You need Acrobat to be installed. Tested on Acrobat DC. This is a VB.net code. Due to that these objects are COM objects, you shall do a 'release object', not just a '=Nothing". You can convert this code here: https://converter.telerik.com/
Private Function ImageToPDF(ByVal FilePath As String, ByVal DestinationFolder As String) As String
Const PDSaveCollectGarbage As Integer = 32
Const PDSaveLinearized As Integer = 4
Const PDSaveFull As Integer = 1
Dim PDFAVDoc As Object = Nothing
Dim PDFDoc As Object = Nothing
Try
'Check destination requirements
If Not DestinationFolder.EndsWith("\") Then DestinationFolder += "\"

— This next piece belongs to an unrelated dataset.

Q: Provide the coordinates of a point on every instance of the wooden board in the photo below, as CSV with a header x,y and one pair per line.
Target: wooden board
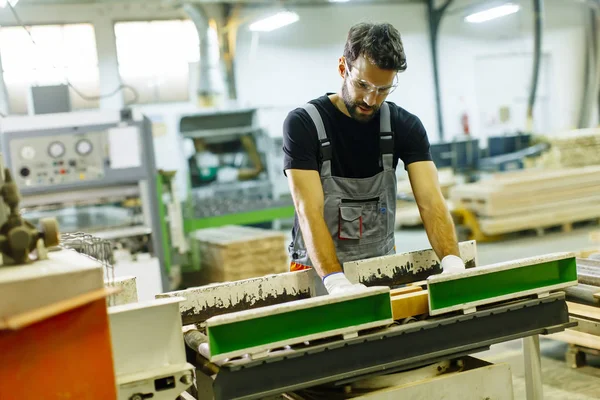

If Not System.IO.Directory.Exists(DestinationFolder) Then Throw New Exception("Destination directory does not exist: " & DestinationFolder)
Dim CreatedFile As String = DestinationFolder & System.IO.Path.GetFileNameWithoutExtension(FilePath) & ".pdf"
'Avoid conflicts, therefore previous file there will be deleted
If File.Exists(CreatedFile) Then File.Delete(CreatedFile)
'Get PDF document
PDFAVDoc = GetPDFAVDoc(FilePath)
PDFDoc = PDFAVDoc.GetPDDoc
If Not PDFDoc.Save(PDSaveCollectGarbage Or PDSaveLinearized Or PDSaveFull, CreatedFile) Then Throw New Exception("PDF file cannot be saved: " & PDFDoc.GetFileName())
If Not PDFDoc.Close() Then Throw New Exception("PDF file could not be closed: " & PDFDoc.GetFileName())
PDFAVDoc.Close(1)
Return CreatedFile
Catch Ex As Exception
Throw Ex
Finally
System.Runtime.InteropServices.Marshal.ReleaseComObject(PDFDoc)
System.Runtime.InteropServices.Marshal.FinalReleaseComObject(PDFDoc)
PDFDoc = Nothing
System.Runtime.InteropServices.Marshal.ReleaseComObject(PDFAVDoc)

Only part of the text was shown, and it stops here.